Conservation vs. deceit about ‘energy crisis’

Commentary by PAT MURPHY


Is it naive to ask why is it that given the chance, the Bush-Cheney White House will scoff at the environment and find ways to roll back protections of Mother Earth?

Look at the record of just 100 days.

President Bush broke his campaign promise to impose tougher carbon dioxide emission controls.

Had it not been for furor among Republicans, President Bush and Vice President Dick Cheney would’ve abrogated testing for salmonella in school lunches and tougher standards for arsenic in drinking water.

Bush and Cheney abandoned the Kyoto Treaty on global warming, saying it was impractical. Impractical?

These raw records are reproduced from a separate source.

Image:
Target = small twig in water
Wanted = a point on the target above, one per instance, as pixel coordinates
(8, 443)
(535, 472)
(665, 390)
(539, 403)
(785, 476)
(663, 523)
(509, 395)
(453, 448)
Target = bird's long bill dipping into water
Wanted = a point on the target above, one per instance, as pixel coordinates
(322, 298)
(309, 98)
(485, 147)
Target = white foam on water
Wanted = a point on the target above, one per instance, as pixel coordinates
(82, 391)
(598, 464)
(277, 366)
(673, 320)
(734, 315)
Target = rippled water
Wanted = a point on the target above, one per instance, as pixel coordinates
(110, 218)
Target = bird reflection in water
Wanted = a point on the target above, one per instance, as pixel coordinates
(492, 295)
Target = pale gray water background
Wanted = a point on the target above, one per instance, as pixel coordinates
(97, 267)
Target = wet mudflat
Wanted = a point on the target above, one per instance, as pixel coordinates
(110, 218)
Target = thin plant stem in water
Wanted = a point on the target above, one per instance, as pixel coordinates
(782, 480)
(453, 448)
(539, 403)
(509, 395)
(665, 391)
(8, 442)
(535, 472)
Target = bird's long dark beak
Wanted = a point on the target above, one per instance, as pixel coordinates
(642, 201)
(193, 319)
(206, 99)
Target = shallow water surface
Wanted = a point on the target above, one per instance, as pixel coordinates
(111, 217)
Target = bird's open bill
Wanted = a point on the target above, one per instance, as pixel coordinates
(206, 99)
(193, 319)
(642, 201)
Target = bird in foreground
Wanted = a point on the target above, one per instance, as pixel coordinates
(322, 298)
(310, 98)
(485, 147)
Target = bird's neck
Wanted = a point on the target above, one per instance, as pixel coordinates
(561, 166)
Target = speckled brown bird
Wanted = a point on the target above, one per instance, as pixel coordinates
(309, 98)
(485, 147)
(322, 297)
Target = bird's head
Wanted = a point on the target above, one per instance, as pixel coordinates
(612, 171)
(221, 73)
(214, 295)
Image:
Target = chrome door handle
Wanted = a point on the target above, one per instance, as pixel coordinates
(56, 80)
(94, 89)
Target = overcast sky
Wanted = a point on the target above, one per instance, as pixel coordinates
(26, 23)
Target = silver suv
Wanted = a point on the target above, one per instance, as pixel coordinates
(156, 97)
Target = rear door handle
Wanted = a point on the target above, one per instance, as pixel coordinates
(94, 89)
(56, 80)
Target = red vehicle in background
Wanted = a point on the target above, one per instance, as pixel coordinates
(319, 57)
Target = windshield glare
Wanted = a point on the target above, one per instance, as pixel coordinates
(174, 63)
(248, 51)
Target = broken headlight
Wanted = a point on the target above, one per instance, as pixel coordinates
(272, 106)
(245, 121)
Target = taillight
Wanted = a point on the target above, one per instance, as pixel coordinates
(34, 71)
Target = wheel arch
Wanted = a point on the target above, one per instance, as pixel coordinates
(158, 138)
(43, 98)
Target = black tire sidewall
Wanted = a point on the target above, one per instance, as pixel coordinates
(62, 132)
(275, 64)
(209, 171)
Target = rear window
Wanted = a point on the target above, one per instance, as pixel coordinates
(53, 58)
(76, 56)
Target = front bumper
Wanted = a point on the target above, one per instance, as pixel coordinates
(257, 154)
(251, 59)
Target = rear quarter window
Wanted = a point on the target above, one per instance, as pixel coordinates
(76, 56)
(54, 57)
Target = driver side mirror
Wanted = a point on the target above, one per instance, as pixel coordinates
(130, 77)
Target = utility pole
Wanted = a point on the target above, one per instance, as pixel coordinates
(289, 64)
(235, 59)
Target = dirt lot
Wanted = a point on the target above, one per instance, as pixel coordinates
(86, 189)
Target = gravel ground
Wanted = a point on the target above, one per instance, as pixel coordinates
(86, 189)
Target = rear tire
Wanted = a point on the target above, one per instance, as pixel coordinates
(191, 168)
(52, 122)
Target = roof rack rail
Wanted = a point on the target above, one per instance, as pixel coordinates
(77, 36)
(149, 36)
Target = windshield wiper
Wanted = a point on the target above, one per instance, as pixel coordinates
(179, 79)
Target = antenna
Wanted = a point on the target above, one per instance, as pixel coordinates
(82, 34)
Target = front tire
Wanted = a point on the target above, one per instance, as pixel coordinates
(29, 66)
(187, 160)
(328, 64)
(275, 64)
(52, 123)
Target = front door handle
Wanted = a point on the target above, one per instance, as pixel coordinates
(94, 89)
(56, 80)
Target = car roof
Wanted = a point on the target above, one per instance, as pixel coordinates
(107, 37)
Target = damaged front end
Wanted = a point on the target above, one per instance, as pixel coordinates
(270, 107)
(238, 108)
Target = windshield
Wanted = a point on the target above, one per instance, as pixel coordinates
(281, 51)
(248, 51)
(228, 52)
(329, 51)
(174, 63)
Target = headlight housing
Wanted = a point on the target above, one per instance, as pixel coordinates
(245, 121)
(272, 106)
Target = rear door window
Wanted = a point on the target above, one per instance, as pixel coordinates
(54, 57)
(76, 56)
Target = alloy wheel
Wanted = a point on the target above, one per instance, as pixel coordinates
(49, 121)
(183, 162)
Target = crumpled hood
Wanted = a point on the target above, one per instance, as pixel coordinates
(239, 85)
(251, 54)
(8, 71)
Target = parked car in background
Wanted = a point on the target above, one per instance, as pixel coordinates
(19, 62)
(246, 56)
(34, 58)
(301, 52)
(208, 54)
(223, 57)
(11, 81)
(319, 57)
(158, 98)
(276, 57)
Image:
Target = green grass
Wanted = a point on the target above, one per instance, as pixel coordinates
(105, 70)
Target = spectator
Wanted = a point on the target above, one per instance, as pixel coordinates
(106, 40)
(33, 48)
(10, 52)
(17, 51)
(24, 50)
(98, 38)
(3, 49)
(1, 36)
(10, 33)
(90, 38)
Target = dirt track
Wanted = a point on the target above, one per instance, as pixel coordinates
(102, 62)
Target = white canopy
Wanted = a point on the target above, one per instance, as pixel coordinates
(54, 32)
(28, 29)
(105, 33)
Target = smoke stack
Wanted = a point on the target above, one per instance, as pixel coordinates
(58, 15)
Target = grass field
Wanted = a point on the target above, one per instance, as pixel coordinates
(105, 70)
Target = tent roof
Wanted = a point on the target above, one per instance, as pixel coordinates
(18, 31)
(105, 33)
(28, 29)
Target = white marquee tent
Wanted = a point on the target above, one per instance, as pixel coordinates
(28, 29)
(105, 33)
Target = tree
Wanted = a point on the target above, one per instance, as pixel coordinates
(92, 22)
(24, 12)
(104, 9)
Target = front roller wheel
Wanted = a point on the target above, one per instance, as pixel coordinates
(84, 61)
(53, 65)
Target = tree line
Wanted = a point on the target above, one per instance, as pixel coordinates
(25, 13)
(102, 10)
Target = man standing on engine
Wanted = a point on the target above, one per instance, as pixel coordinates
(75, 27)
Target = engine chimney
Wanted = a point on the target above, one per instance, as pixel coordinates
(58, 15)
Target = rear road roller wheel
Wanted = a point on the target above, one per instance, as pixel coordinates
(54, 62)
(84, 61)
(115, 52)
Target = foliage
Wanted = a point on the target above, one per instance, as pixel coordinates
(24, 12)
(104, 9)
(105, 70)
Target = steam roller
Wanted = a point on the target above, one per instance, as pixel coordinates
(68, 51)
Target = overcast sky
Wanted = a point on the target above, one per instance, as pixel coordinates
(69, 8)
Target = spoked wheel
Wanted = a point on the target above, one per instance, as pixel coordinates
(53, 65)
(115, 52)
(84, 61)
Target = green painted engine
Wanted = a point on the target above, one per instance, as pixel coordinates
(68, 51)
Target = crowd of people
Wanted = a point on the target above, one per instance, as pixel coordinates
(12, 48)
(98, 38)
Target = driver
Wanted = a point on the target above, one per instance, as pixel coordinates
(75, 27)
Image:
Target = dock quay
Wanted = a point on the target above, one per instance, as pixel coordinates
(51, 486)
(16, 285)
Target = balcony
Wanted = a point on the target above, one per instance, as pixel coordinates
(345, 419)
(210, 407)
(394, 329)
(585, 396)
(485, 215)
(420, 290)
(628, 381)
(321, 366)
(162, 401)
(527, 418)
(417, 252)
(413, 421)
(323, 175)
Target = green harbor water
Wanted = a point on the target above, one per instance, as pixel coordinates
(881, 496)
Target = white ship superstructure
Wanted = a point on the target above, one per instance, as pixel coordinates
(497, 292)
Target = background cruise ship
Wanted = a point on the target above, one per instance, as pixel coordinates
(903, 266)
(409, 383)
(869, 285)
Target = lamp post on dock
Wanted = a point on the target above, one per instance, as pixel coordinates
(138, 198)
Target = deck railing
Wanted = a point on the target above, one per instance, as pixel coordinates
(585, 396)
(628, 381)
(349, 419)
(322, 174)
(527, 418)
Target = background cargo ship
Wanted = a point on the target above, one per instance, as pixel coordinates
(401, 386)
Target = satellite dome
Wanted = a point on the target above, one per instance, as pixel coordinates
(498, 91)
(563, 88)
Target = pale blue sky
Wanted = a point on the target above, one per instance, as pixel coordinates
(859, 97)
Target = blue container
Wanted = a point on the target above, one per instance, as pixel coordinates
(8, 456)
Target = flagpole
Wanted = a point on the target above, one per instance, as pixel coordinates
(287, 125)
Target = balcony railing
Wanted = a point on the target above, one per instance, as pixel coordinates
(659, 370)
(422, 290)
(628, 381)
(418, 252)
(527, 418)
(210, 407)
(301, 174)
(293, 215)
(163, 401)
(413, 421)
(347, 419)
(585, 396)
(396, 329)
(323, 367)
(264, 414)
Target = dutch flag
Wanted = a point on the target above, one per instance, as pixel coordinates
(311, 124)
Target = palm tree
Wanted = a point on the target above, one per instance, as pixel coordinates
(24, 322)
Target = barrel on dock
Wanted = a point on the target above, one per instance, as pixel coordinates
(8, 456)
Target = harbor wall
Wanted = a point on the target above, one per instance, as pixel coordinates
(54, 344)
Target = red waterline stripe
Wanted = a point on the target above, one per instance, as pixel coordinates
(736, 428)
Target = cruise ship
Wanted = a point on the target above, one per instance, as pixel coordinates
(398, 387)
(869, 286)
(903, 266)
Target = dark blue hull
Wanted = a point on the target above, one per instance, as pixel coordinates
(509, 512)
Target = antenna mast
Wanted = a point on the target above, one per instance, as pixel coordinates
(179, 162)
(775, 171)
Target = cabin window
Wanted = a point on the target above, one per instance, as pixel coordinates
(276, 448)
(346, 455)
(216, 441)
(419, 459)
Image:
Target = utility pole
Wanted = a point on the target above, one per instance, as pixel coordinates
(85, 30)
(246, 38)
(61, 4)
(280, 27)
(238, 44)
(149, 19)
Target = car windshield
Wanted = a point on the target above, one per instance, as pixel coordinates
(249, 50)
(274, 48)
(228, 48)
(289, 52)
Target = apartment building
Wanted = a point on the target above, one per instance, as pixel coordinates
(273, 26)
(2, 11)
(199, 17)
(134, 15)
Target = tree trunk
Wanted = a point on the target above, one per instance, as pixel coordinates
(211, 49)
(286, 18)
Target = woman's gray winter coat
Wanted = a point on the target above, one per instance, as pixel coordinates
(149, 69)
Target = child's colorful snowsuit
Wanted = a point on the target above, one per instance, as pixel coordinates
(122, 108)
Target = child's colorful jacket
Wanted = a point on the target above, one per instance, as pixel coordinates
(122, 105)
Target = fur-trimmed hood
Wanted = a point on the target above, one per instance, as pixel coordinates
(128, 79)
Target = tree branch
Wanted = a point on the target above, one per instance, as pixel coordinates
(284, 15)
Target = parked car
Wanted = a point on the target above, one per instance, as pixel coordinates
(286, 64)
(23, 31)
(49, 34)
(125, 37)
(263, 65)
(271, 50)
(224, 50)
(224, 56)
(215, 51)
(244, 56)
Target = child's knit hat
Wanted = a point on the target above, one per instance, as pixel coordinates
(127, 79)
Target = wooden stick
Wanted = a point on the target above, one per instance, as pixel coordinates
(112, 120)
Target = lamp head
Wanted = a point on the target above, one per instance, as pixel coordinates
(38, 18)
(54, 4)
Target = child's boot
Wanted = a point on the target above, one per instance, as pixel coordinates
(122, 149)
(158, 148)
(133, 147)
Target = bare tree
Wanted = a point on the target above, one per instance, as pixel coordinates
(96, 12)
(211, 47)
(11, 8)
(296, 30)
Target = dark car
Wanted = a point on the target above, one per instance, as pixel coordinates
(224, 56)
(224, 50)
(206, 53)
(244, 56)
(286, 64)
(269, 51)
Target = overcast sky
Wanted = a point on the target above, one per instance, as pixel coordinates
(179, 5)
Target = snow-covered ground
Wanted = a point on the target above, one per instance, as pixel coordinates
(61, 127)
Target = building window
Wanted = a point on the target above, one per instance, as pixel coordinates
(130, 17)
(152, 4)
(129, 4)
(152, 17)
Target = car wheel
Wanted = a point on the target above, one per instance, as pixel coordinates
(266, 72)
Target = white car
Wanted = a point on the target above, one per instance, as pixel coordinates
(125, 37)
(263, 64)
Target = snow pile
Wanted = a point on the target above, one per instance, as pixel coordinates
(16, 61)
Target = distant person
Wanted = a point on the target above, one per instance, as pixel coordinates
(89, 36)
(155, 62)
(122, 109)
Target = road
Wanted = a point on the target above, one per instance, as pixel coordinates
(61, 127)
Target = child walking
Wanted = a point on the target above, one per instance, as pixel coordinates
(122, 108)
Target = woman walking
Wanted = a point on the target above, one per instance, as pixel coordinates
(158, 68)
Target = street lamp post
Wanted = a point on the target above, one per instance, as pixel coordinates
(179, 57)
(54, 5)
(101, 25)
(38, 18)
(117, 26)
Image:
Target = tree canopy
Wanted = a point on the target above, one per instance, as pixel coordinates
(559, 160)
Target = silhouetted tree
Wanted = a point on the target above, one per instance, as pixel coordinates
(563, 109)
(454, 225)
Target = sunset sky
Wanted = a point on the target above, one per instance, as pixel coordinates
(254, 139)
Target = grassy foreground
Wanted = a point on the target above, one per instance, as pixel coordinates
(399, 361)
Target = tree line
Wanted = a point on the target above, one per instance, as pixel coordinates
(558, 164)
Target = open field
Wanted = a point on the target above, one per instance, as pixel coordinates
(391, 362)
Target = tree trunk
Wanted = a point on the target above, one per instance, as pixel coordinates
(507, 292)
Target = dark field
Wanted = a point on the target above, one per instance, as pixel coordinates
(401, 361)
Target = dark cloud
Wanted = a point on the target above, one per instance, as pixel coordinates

The outer space missile defense shield has been called impractical, too, but Bush-Cheney forge briskly ahead with that scheme.

Bush and Cheney are crippling the Endangered Species Act by stripping the Interior Department of funds to enforce court rulings.

And to legitimatize air and water pollution, Bush and Cheney declared a national "energy crisis" and called for waiving pollution standards to allow speedy construction of some 1,300 more power plants, digging up more coal and drilling for more oil.

And as a further rebuke, Bush and Cheney have essentially pooh-poohed energy conservation as a sensible and profitable goal.

(I ascribe all this to "Bush and Cheney" since credible evidence suggests that Bush, known for light thinking, merely follows policies crafted by Cheney.)

Cynics can be excused for suspecting that Bush and Cheney, both onetime oil men, are concocting ways for handing corporate cronies in energy new riches in the guise of serving America’s energy needs.

Yet, because of overwhelming public support of environmental concerns, conservation is a U.S. ethic ¾ among other accomplishments, autos now average 20 mpg; urban air and water quality has been improved dramatically; household appliances require less energy; use of recycled newsprint for newspapers is soaring.

A study by the Pacific Northwest National Laboratory concludes that the federal government, the country’s largest energy user with 500,000 buildings, could save $1 billion a year in energy costs by investing $5.2 billion up front on energy-saving programs.

At Fort Polk, La., as an example, electricity during peak hours reportedly fell 43 percent after new fluorescent lights and low-flow showerheads were installed and geothermal heat pumps took over heating and cooling.

An example Bush and Cheney should understand: the huge petroleum firm, Chevron, estimates savings of $100 million in energy costs by unplugging from a Texas electricity grid and recycling waste heat from its refinery into a generator.

Studies by several laboratories also conclude that energy demand could be cut between 20 percent and 47 percent through government research and incentives to use new technologies, thereby reducing by up to half the Bush and Cheney demand for 1,300 new power plants.

As a final rebuke to their disdain of conservation, The New York Times reports that President Bush has installed an energy-saving heat pump system at his new Texas ranch and Vice President Cheney’s official residence, the Naval Observatory, also uses heat pumps.

But neither has mentioned the energy conservation devices in their homes as models of what can be done. Acknowledging the importance of conservation might expose Bush and Cheney deceit about the "energy crisis."